Deep venous thrombosis (DVT) or pulmonary embolism (PE) develops in approximately 2.5-5% of adults in the United States.

In 2004, The National Hospital Discharge Survey demonstrated an annual incidence of 4.2 cases of DVT and 0.9 cases of PE per 100,000 population.1 PE has been found in 3.7% of children at autopsy. Strokes occur with an annual incidence of approximately 2.5 per 100,000 children.

International

In the Canadian Registry, the incidence of venous thromboembolism was estimated at 0.07 cases per 10,000 children and 5.3 cases per 10,000 hospital admissions in 1994.2

In a German study by Nowak-Gottl et al (2004), the incidence of symptomatic neonatal thromboembolism was 5.1 cases per 100,000 births.3

Mortality/Morbidity

Pulmonary embolism

In adults, the mortality rate associated with untreated PE is 18-30%. Even if PE is diagnosed early, the mortality rate is 8%.

In the Canadian Registry, the mortality rate in children was 2.2%, and deaths were mainly due to PE or direct extension of DVT into the heart.2 In the Canadian Pediatric Ischemic Stroke Registry, 6% of children died after ischemic stroke, 72% had residual neurologic deficits, and 22% fully recovered.

A high index of suspicion for thromboembolism is required for timely diagnosis; indeed, many early reports were based on autopsy data.

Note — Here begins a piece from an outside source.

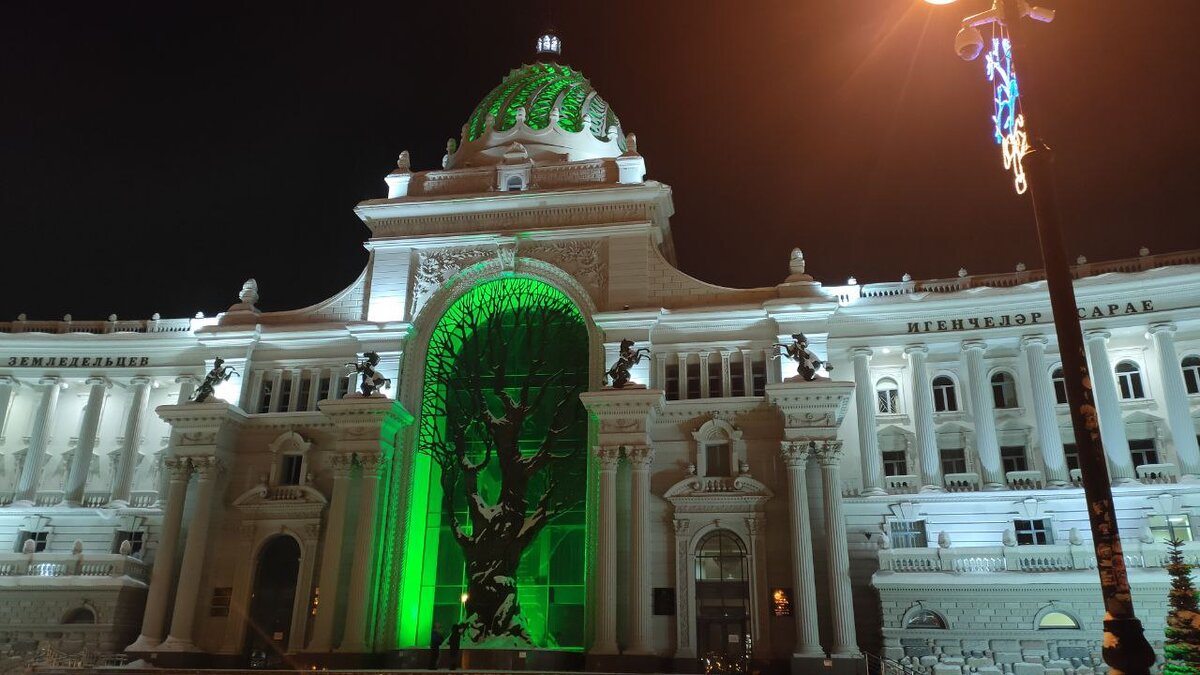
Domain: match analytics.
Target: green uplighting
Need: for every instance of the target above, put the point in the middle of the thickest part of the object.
(552, 577)
(539, 89)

Symptoms can be nonspecific and include tachypnea, tachycardia, fever, pleuritic chest pain, cough, shortness of breath, and (less commonly) hemoptysis. DVT is absent in children with PE more often than it is in adults. Risk factors include the presence of a central venous catheter (CVC), immobility, heart disease, a ventriculoatrial shunt, trauma, cancer, surgery, infection, dehydration, shock, and obesity.

Recurrent thromboembolism

Thromboembolism recurs in 4-7% of adults. In the Canadian Registry, 19% of children developed recurrent thromboembolism.

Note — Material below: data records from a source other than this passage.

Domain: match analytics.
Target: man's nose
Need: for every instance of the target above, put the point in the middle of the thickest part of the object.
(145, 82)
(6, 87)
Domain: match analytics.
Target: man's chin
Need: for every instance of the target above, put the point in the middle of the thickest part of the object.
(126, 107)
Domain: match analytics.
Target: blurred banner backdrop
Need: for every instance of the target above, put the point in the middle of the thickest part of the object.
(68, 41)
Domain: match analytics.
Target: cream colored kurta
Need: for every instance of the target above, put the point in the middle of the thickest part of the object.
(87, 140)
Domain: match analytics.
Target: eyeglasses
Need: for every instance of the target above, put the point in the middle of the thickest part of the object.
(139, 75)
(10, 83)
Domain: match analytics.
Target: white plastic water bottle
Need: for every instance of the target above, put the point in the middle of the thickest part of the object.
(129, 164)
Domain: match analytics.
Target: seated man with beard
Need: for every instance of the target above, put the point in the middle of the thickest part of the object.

Recurrent thromboembolism might be secondary to inadequate anticoagulation because of a concern about bleeding and/or the persistence of underlying risk factors, such as use of a CVC.

A study in Germany showed that the number of underlying genetic risk factors affected recurrence rates. Children with no genetic risk factors had a 4.8% recurrence rate, whereas those with one genetic risk factor had a 17.6% recurrence rate. In children with 2 or more genetic risk factors, the risk of recurrence was almost 50%.

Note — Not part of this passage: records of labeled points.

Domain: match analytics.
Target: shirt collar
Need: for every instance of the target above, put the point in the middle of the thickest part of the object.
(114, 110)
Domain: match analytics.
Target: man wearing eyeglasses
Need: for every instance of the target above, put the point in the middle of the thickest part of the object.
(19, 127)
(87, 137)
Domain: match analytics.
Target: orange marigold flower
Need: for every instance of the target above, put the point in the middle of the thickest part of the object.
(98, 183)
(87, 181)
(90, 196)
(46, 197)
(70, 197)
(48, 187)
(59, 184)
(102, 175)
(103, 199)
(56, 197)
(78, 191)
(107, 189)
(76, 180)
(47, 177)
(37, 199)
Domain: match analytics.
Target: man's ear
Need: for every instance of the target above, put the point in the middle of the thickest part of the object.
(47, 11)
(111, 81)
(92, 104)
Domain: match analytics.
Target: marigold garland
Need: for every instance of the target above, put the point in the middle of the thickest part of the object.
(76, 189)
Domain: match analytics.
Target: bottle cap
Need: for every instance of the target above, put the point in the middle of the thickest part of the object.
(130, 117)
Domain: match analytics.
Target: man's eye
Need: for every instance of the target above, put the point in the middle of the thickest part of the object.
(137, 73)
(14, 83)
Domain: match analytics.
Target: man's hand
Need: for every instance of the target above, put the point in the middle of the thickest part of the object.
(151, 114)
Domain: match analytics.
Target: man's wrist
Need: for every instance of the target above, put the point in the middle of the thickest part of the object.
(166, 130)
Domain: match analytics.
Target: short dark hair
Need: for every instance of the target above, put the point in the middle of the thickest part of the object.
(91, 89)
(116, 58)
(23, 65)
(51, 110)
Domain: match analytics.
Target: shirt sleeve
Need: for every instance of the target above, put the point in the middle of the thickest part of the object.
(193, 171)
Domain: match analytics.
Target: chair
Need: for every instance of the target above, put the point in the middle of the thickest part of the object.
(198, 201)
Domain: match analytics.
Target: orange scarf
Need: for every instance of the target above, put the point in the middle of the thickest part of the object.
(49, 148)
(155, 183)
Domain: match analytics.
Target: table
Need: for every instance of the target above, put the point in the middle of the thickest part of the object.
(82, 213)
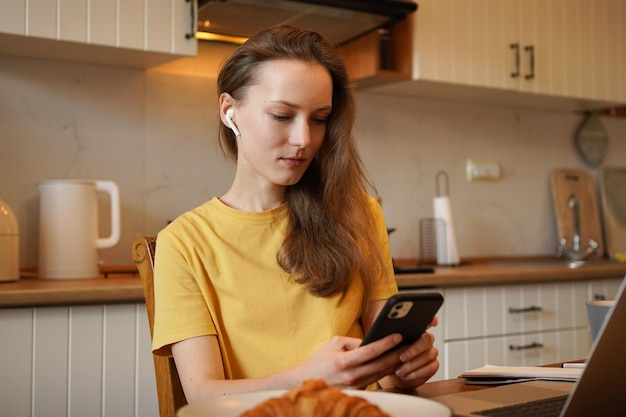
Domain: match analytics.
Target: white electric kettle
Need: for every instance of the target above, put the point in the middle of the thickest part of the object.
(68, 227)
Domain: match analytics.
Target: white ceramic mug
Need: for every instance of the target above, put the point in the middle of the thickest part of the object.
(596, 313)
(68, 227)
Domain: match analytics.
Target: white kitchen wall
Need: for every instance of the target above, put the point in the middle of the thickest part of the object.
(154, 133)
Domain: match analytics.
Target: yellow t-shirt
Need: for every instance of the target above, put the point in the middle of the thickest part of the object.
(216, 273)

Goldenberg et al (2004) noted an increased recurrence rate in children with venous thromboembolism and elevated levels of factor VIII and/or D-dimer after 3-6 months of anticoagulation therapy.4

Postthrombotic syndrome

Postthrombotic syndrome (PTS) consists of chronically swollen, painful extremities with induration of the skin, ulceration, and pigmentary changes secondary to chronic venous stasis. About 20-67% of adults with DVT develop PTS.

According to the Canadian Registry, PTS occurs in 21-25% of children with venous thrombosis.

Using a standardized score, investigators in a study from the Hospital for Sick Children in Toronto, Canada, observed PTS in 63% of 153 children. Cases were mild in 83% and moderate in 17%.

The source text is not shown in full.